You may be interested in tools that parse XML, I'm sure there are libraries for parsing RSS/Atom specifically. I'm not sure what you're asking exactly. You want a tool that will read RSS feeds then reformat the data to a different (JSON?) format or something and have an API endpoint return that converted format? But then for what purpose of transforming the XML(an already suitable format)?

suslik

Yeah, perhaps I did not explain myself correctly (or, to be precise, explained myself incorrectly - I should not comment right after waking up). I want a tool that would take as input one or more RSS feeds and emits an aggregated RSS which I can then open in an RSS reader.
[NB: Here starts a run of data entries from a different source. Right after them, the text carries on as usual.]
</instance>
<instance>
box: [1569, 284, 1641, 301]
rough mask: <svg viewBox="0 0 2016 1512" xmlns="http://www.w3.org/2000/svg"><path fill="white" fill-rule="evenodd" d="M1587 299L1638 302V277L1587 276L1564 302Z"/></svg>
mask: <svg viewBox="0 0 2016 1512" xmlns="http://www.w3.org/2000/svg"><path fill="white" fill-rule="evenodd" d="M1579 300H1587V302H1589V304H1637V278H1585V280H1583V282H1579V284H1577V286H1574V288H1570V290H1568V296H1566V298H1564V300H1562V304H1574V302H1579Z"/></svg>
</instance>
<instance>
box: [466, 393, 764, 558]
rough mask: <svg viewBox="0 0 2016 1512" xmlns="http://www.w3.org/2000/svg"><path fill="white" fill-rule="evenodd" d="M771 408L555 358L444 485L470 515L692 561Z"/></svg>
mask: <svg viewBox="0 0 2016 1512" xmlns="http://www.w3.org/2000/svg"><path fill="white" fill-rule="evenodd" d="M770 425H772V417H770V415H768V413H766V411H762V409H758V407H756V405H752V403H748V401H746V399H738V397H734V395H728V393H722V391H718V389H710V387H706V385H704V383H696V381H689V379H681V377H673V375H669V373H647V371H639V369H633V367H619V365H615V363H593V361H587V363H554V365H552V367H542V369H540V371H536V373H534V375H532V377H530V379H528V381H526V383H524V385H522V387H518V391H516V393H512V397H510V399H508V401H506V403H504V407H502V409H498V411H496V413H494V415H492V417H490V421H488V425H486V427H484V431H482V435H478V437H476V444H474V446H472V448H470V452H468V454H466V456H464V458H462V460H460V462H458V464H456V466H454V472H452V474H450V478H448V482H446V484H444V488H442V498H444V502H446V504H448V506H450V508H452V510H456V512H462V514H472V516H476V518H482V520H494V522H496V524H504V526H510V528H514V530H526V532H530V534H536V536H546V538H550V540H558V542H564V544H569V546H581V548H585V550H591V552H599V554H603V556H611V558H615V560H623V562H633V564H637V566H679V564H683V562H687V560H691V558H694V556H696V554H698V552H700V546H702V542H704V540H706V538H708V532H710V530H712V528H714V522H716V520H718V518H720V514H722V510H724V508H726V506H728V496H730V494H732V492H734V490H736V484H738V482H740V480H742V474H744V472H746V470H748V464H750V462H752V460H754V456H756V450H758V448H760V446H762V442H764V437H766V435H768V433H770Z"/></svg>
I would then do certain things with the RSS entries (for instance, for some academic journals only the header of the article is emitted, so I can attach the full text or even an AI summary to it).

skeptrune

Ironically just told the founder of my company that it was mission critical our blog had RSS. He had never used it before somehow and didn't know why it would be a big deal lol.

charcircuit

How is it mission critical for the company to have an rss feed?

skeptrune

Blogs should be written to be read and not just for SEO slop. RSS feed helps a lot with that.

blackbear_

Does anybody know if there is a RSS reader with embedded recommendaions based on previous likes and/or user-specified keywords?

theshrike79

Newsblur has some of this, it shows how popular some feeds are and has a "popular with other users" section.

due-rr

RSS is awesome! That’s why I made the simplest RSS reader[1] and a RSS feed of Hacker News classics that’s updated daily[2].

Using this curbed my Reddit usage quite a lot.

[1] https://rssrdr.com [2] https://github.com/Roald87/HackernewsClassics

rifty

To some degree this is more a knock on the state of UX on the web than a intrinsic advantage for web feeds, but my favourite thing was my ability to compact list view content feeds, categorize them, and flip between them quickly because everything has been pre-acquired. As soon as I found out I could use Youtube that way, it felt like a 10x better experience for browsing my subscriptions.

Defletter

The only complaint I have about RSS is that it seems antagonistic to edits. It's not usual that, when refreshing my podcast RSS feed, there are multiple versions of the same episodes because they made some edit somewhere in the title or description, etc. I've had five versions of the same episode before. I feel like we should have the technology to fix this by now :P

lwhsiao

We do. Atom feeds have an updated field for this. But, it's up to whoever is generating the feed to know how to handle their metadata.

vhcr

That's what the guid / id field is for.

ajdude

I'm all in on RSS. Matter of fact, I used an RSS reader (netnewswire) to find this post!

I host freshrss on a linode vps so my read/unread feeds are synced across devices.

Hacker news, various subreddits, YouTube channels, webcomics, blogs, forum posts, and even a newsgroup (comp.lang.ada is still active) are all in there, letting me catch up on feeds that I choose to read at my own pace.